My chest tightened, and I picked at the label on the beer bottle next to my glass. "No," I admitted, on a whisper. That was the crux of this risk. No, he might not want to be found. He might be exactly where he wanted to be. But I just . . . I just couldn't believe it. Maybe it was only wishful thinking, maybe I was a complete fool, but what if . . . what if he wanted to get back to me, but couldn't? What if he was injured? What if he thought— I shook my head, forcing myself to stop the aimless questions bouncing around in my head. The same questions that had kept me from a full night's sleep for almost two months now. There was only one way to find the answers, and that's what I needed to do.

"Anyway, I appreciate your willingness to take this job." I paused. "I can manage it alone if I have to . . . I think . . . but with the damage from the earthquake making travel difficult and being unfamiliar with the area, not knowing the language very well . . . all those things would really slow me down, and I can't afford that."

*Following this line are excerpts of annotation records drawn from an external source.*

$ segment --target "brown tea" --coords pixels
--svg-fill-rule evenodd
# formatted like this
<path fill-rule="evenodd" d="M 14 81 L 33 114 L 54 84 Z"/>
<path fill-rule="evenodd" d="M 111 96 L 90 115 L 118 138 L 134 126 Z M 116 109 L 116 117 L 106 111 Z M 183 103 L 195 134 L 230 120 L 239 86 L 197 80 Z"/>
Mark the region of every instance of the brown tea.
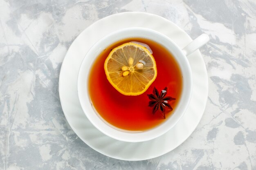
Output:
<path fill-rule="evenodd" d="M 126 96 L 119 92 L 108 80 L 104 69 L 105 61 L 111 51 L 131 41 L 142 42 L 150 47 L 157 70 L 155 81 L 145 93 L 138 96 Z M 154 87 L 159 91 L 167 87 L 166 96 L 176 98 L 169 103 L 174 110 L 180 98 L 182 88 L 181 71 L 172 54 L 157 43 L 138 38 L 119 41 L 104 49 L 92 66 L 89 79 L 89 95 L 97 112 L 112 125 L 130 130 L 148 130 L 165 121 L 160 113 L 153 114 L 152 108 L 148 106 L 149 99 L 147 95 L 152 93 Z M 166 109 L 166 119 L 173 112 Z"/>

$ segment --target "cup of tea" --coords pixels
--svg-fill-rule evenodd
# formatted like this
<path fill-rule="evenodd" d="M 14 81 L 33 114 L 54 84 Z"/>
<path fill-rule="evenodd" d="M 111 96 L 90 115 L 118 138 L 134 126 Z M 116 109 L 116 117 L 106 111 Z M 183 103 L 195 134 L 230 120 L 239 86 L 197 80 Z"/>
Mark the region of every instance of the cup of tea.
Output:
<path fill-rule="evenodd" d="M 105 36 L 85 55 L 79 71 L 78 96 L 85 115 L 101 132 L 120 141 L 146 141 L 166 132 L 191 97 L 187 56 L 209 40 L 203 34 L 181 49 L 168 37 L 146 28 Z"/>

The man turned back to me, quiet for a moment. "Truth is, I normally wouldn't take your job, but so happens I've got business in the area where you're wanting to go. I'm fluent in Spanish. And money's money. But we'll have to go over some rules before we leave."


"Yeah, rules. We'll be heading into an area ripe with crime. With the earthquake and tsunami having caused so much devastation, and taking down outside communication, it'll be even more dangerous. When the lights go out, that's when cockroaches appear."

"Cockroaches? Oh. Well, you're the expert. That's why I need you . . . am hiring you, so whatever you say goes. As long as you get me to Palomino, that's all I care about."

"And if things don't turn out the way you're hoping they will?"